A new report claims that women 'take competition with other women at work too seriously' and it could be damaging their careers.
Assistant Professor Sun Young Lee from the UCL School of Management found that women experience competition with same-gender co-workers more negatively than men do, because 'female peer culture values harmony and equality, and competition is at odds with the norm of female relationships'.
The research - from four studies with 797 participants published in the Journal of Personality and Social Psychology - said that hierarchical ranking and competition is natural in male peer culture, so men’s work relationships do not suffer from competing with other male colleagues.
"Competition with female co-workers taxes women’s work relationships," the research found. "Women could struggle to interact with female co-workers, becoming overly cutthroat and mean, which can restrict their career progression."
Dr. Lee added: "As a woman who has worked across the world, I’ve long observed that women take competition with other women much more personally than men take competition with other men. My research provides support to such an observation.
“Bosses need to be aware that competitive career structures that are effective to men may be detrimental to women. At the same time, women should be aware that taking competition too seriously could be holding them back from leadership positions."
As one of the IT industry's strongest advocates of women in tech, we asked CompTIA for its opinion on the report.
The trade body has its own 'Advancing Women in IT' and 'Dream IT' initiatives to encourage more girls to seek a career in IT.
Nancy Hammervik, senior VP of industry relations at CompTIA, told PCR: "I do not believe that competitiveness is attributed to gender, but to individual personalities.

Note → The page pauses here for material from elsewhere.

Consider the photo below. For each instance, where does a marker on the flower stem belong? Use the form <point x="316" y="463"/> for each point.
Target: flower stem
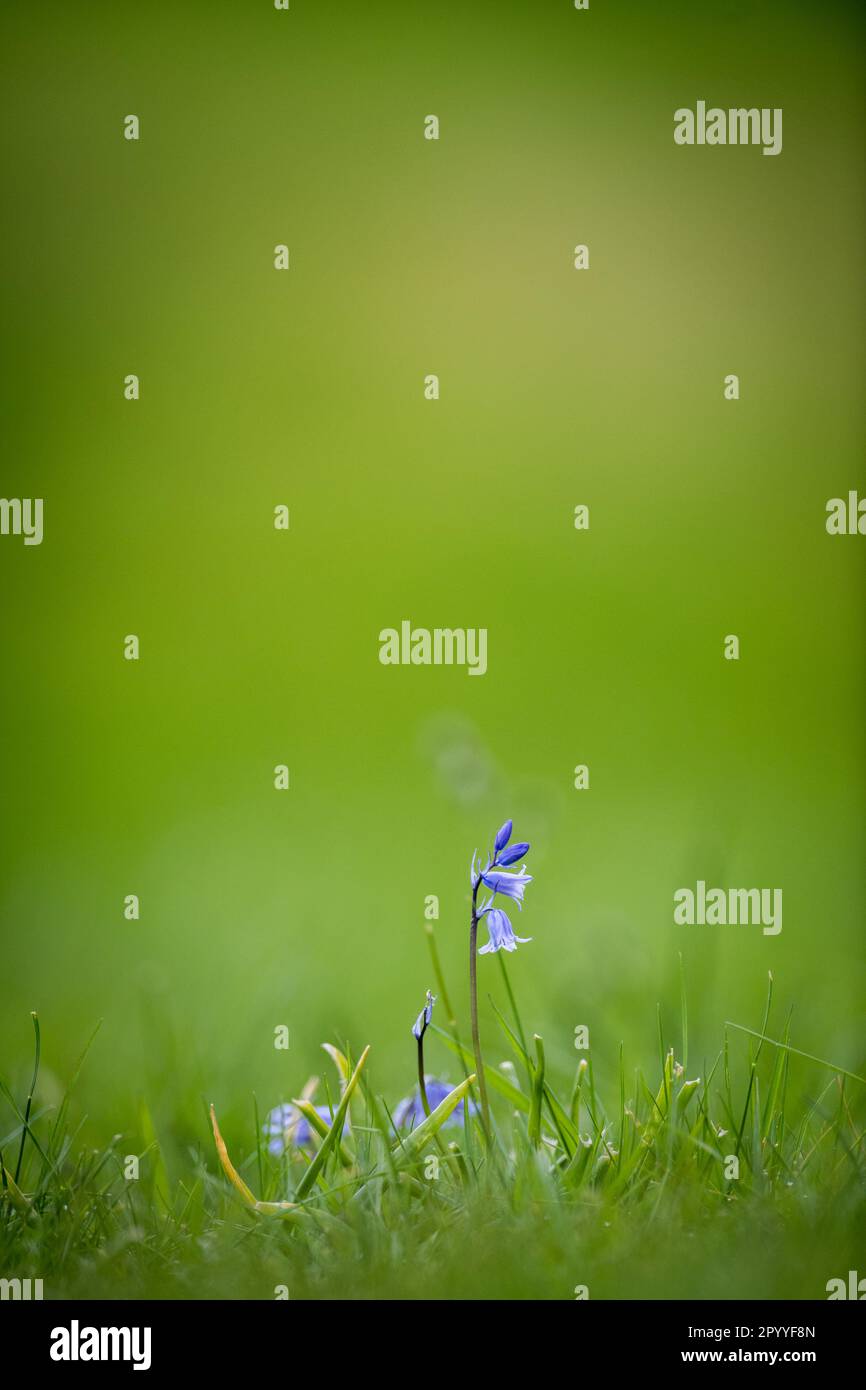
<point x="421" y="1086"/>
<point x="473" y="1000"/>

"I actually find quite the opposite to be true that many women who are successful make a conscious effort to be a strong role models and mentor for women around them. They ensure that women are equally considered for opportunity and promotion in the organization and recognise and reward successful efforts.
"Women also seek out opportunities to partner and work together to produce great results, having an appreciation for diverse skill sets and points of view. Women tend to be more nurturing as managers, and patient with questions and need for direction."
She added: "Finally, in industries that are dominated by men, like the high tech industry, women rally around each other, supporting each other’s successes and encouraging continued growth.
"There is the feeling that if one wins, we all win and they celebrate all success as progress for the gender – and the industry."